Trump spent his campaign promising supporters that he would target undocumented immigrants who are violent criminals. But an estimated half of the 56,000 immigrants currently being held in ICE detention have no criminal convictions, and more than 93 percent of ICE book-ins were never convicted of any violent offenses.

“You listen to Tom Homan and Stephen Miller, they’re saying things like they are going after the worst of the worst, the people who are murderers,” UCLA Professor Graeme Blair told NPR, referring to President Trump’s ‘Border czar’ Tom Homan and White House Aide Stephen Miller. “That’s just not what the data says about the people that they are actually arresting.”

In media interviews, Aaron never fails to make the comparisons between the raids, detentions and deportations unfolding now, and the terrors of 20th century Jewish history.

“It is how Hitler rose to power in Nazi Germany, and what the Gestapo was doing when it first started out,” he said.

The administration’s efforts to send detainees out of the country to El Salvador, Venezuela and Africa also resonated with Aaron.

“These are all outside of the U.S., where these horrible things are happening to people without due process,” he said, “and they’re just taking them away.”

Aaron grew up in a traditional Jewish household in Cleveland: “To this day, I remember the man who came to our house to hang drapes had numbers tattooed on his arm,” he said.

When the raids and detentions started happening, he wondered what he could do to help. Though he spent most of his career as a musician, first in the band The Rosenbergs — no relation to Ethel and Julius, he said — then with Stealing Heather, he had been tech-savvy since childhood. His parents sent him to coding camp at age 13, where he developed an online blackjack game.

He spent three months designing ICEBlock, making sure it protects user anonymity, before releasing it last April. “It’s 100% secure,” he said.

Inciting violence — or helping the vulnerable?

The app’s success has made Aaron himself a target. Social media is rife with calls for his arrest. Secretary of Homeland Security Kristi Noem called ICEBlock “sickening,” saying it “paints a target on federal law enforcement officers’ backs” and “incites violence.”

“I get two to three death threats a day via email,” Aaron said.

Last week he was doxxed: his personal information, including his home address, was hacked and released on the internet. He takes precautions — hence our interview on the encrypted Signal app — but said he ultimately isn’t too worried about threats or legal prosecution.

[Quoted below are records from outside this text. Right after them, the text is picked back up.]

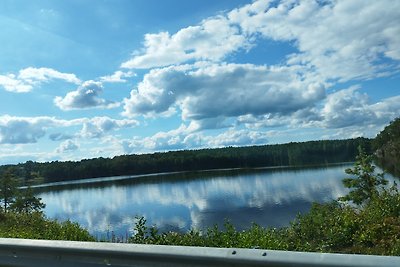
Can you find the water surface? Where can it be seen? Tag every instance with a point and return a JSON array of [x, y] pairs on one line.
[[181, 201]]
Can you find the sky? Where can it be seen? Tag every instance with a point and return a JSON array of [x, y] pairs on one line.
[[101, 78]]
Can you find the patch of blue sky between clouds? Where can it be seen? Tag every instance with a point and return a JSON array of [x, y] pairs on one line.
[[88, 79]]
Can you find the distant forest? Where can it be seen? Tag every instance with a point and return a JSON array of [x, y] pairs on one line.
[[387, 147], [290, 154]]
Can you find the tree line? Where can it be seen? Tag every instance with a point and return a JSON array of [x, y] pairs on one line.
[[290, 154], [387, 147]]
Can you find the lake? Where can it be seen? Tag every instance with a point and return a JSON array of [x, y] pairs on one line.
[[181, 201]]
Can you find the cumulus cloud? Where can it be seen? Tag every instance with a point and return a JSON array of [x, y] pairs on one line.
[[211, 40], [327, 35], [226, 90], [117, 77], [98, 126], [67, 146], [184, 138], [349, 107], [86, 96], [60, 136], [22, 130], [30, 77], [331, 47]]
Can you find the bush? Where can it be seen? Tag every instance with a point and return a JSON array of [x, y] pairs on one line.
[[36, 226]]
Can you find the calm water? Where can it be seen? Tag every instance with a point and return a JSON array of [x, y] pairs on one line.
[[181, 201]]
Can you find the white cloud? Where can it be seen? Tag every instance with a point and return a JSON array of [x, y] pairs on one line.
[[211, 40], [226, 90], [86, 96], [348, 108], [22, 130], [117, 77], [30, 77], [98, 126], [328, 36], [67, 146]]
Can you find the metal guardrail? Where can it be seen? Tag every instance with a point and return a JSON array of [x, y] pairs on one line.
[[32, 253]]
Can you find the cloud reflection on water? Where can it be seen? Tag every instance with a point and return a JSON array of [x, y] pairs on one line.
[[269, 197]]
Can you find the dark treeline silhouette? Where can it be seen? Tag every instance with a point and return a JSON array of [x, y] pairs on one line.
[[387, 147], [290, 154]]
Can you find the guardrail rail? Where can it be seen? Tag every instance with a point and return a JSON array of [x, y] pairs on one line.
[[32, 253]]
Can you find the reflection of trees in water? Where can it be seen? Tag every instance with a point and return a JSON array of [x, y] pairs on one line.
[[185, 200]]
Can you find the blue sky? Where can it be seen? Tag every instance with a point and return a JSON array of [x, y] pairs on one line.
[[84, 79]]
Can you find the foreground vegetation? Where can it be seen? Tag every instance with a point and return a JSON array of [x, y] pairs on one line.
[[366, 220]]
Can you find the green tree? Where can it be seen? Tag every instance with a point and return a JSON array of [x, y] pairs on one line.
[[27, 202], [8, 189], [364, 182]]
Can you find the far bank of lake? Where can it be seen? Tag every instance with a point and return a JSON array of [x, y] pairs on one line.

“We’re not doing anything wrong,” he said. “We’re not doxxing agents, we’re not inciting violence. We’re giving people information.”

Aaron also doesn’t take payment or donations for the app. He said his career in the music industry has provided enough to support his current work.

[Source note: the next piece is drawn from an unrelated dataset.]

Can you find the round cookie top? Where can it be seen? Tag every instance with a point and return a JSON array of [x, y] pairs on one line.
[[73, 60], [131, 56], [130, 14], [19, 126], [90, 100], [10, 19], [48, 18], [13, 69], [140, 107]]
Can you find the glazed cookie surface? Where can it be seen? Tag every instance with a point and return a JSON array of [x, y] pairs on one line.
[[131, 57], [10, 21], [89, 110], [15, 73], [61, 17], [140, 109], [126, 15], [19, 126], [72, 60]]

“I could never accept a penny for this app,” he said. “Because that would be seen as profiting off of other people’s suffering.”

‘We have become so complacent’

The sharp uptick in action against undocumented people that prompted ICEBlock’s creation is about to get even more intense. The budget bill Trump recently signed into law includes $170 billion for immigration enforcement, $75 billion of which will go directly to ICE. The money will expand ICE detention centers to 100,000 beds over the next four years, and fund 10,000 additional deportation officers.

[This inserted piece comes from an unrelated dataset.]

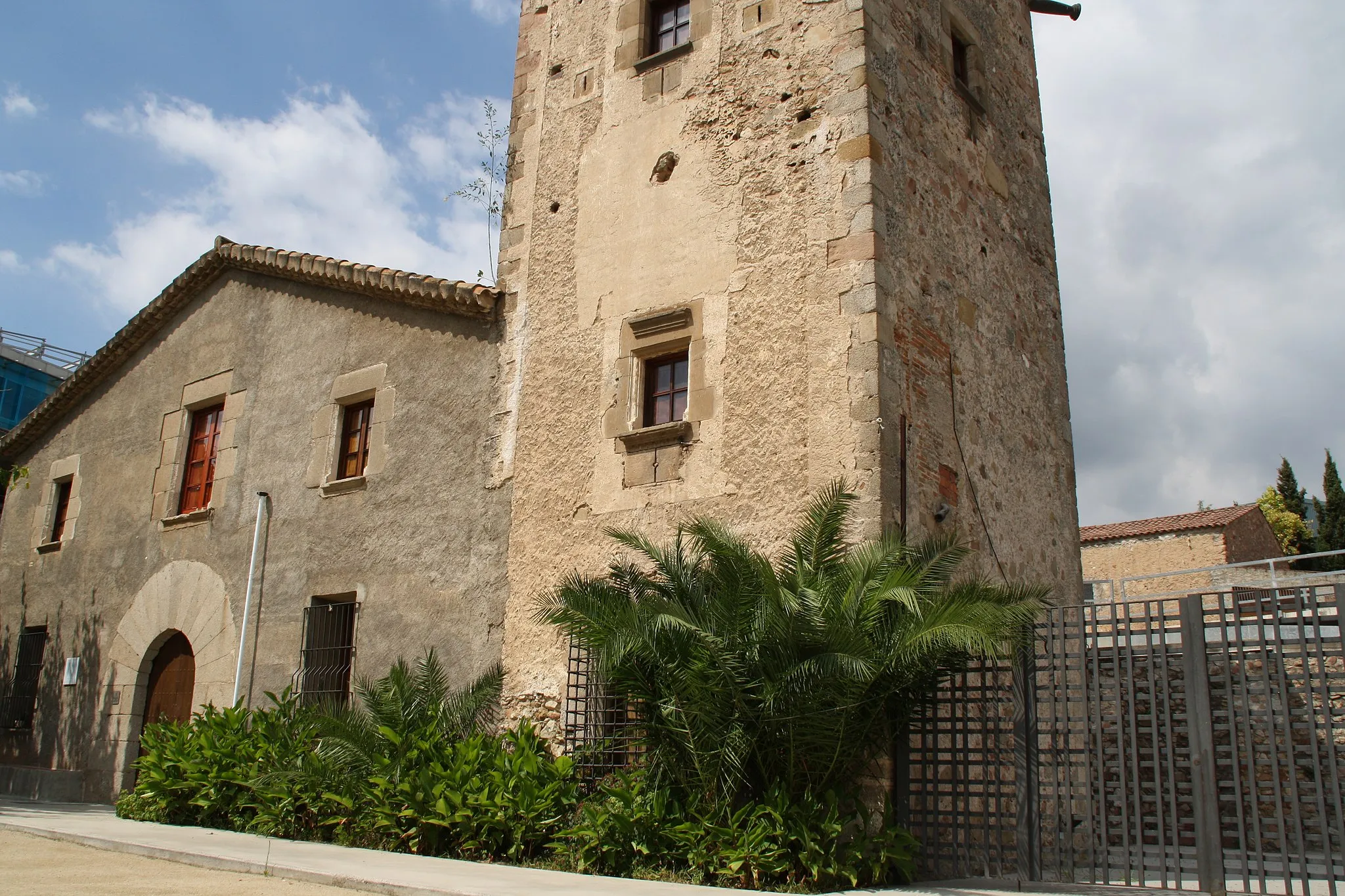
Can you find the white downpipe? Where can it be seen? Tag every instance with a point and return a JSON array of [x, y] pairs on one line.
[[263, 505]]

“ICE is now larger than all the other law enforcement in this country,” said Aaron. (The new funds will make ICE the highest-funded federal law enforcement agency, by a significant margin.) “What do you think is about to happen?”

Aaron pointed to well-documented cases of ICE agents detaining pregnant mothers, children and legal immigrants — along with tens of thousands of law-abiding, tax-paying undocumented men and women — as a sign of even worse to come.

In response, Aaron is working to refine ICEBlock, including by making it available in more languages and increasing its user capacity.

I asked him if the silence and inaction of many in the Jewish community has taken him aback. It turns out he was far less surprised than me.

“When we haven’t seen these horrific things come to our doorstep in the United States,” he said, “we have become so complacent. People just don’t think it’s really going to happen to us here.”